Grinding with sand paper usually is the final stage of making a sculpture for me. The last step of letting go. But again there are decisions to be made: How smooth do I want to have the surface? How much should the woods grain stand out (needs very fine grinding)? In this phase it’s a lot about the look of the sculpture. And the solutions are different for different kinds of wood. And at some places I still need to work out details, e.g. a curve that does not flow as it should, or an edge that can be anything from sharp to rounded.
The challenge with edges is, that they are no form in itself. An edge is defined by the two surfaces that form it. So when an edge doesn’t work, I need to work on the surfaces, not on the edge. Also it is not a line that you just see from one perspective. It is three-dimensional. If it works from one direction that doesn’t mean it works from the others. This often becomes apparent only when the edge is more defined in the grinding process. You can cheat, by rounding off the edge. I sometimes do that. But most of the time my ambition has the better of me and I go for perfection. That means going back to rasp or even gouge sometimes and working it out. It is a lot of work, making small corrections, looking again, making another correction, smoothing it, looking again, etc. But the satisfaction when I found a solution is worth it.
Even if an edge is going to be rounded at the end I start sharp, so that I can see these flaws, correct them and, as a last step, work on the edge itself. Edges play important roles in the expression of a sculpture. I guess our eyes are looking for these defining aspects (even though they are defined by the surfaces ☺). A sharp edge increases this impact. Rounding it softens the character of the whole form. The decision to round an edge is – kind of – reversible. But it means you have to do a lot of work on the two surfaces to make it sharp again, which at this late state is annoying. Think twice!
Sand paper is no fun for the skin of my hands either. But if I keep it on for a few days, the skin starts to thicken and protects itself. Wearing gloves in this phase is not an option. I need to feel the surface under the paper: every glitch and bump and dent. I think it is rather subconsciously that I reduce or increase pressure at different points as a reaction to what my fingers feel.
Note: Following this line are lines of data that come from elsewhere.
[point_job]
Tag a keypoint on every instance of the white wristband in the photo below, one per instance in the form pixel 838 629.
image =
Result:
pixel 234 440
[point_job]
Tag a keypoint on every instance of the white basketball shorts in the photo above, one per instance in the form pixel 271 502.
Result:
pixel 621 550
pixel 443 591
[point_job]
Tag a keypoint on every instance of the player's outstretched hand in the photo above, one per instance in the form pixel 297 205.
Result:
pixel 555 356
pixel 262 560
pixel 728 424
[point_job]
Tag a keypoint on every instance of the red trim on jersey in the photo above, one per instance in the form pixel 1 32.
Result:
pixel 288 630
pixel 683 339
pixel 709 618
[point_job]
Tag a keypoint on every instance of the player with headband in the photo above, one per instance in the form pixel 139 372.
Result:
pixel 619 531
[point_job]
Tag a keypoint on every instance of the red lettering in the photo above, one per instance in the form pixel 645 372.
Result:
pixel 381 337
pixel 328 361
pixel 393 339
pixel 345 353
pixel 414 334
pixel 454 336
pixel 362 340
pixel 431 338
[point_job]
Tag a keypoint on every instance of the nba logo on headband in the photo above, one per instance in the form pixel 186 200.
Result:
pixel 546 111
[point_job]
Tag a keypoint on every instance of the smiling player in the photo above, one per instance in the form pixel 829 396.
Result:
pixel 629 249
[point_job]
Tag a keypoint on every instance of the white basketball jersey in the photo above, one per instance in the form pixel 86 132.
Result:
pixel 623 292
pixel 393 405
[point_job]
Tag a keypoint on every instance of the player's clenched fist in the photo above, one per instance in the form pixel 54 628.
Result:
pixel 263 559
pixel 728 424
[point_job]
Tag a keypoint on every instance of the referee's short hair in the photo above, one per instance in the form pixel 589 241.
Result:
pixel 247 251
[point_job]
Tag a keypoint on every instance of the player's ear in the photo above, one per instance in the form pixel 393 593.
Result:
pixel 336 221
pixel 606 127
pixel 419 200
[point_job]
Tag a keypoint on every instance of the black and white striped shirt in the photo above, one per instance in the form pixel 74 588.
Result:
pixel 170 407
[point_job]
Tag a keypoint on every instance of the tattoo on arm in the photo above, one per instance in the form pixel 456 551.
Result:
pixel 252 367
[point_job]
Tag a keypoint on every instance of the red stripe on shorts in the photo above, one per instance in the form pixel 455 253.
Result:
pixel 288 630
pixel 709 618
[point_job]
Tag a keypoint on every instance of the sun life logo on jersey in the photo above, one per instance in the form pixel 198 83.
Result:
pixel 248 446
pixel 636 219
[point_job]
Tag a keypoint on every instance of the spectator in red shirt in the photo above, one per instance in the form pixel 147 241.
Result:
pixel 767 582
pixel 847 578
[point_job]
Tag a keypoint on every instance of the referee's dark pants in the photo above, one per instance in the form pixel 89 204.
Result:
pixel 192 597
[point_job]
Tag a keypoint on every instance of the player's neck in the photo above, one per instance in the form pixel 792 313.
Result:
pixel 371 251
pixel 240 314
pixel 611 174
Talking about perfection. At the academy I heard a quote from a famous sculptor, that he intentionally leaves a flaw somewhere in his sculptures. His take on it was, that if they are perfect, they are dead. The flaw is, what makes the sculpture alive and interesting. A good example for this is an orb that has been manufactured by a computer-controlled machine. It would be a perfect orb and would look exactly like what it is: a dead manufactured object. An orb created by hand would never be perfect, but maybe near perfect. And this last bit of missing perfection is, what catches our attention. The difference between artful and artificial. The art lies in finding the right balance between striving for perfection and leaving the flaws. Leaving a flaw can look just sloppy, or just right. Often the wood helps me with that, with its cracks and holes and spots and glitches in the structure. The wood comes from a source that has lived. This life shines trough and I welcome it.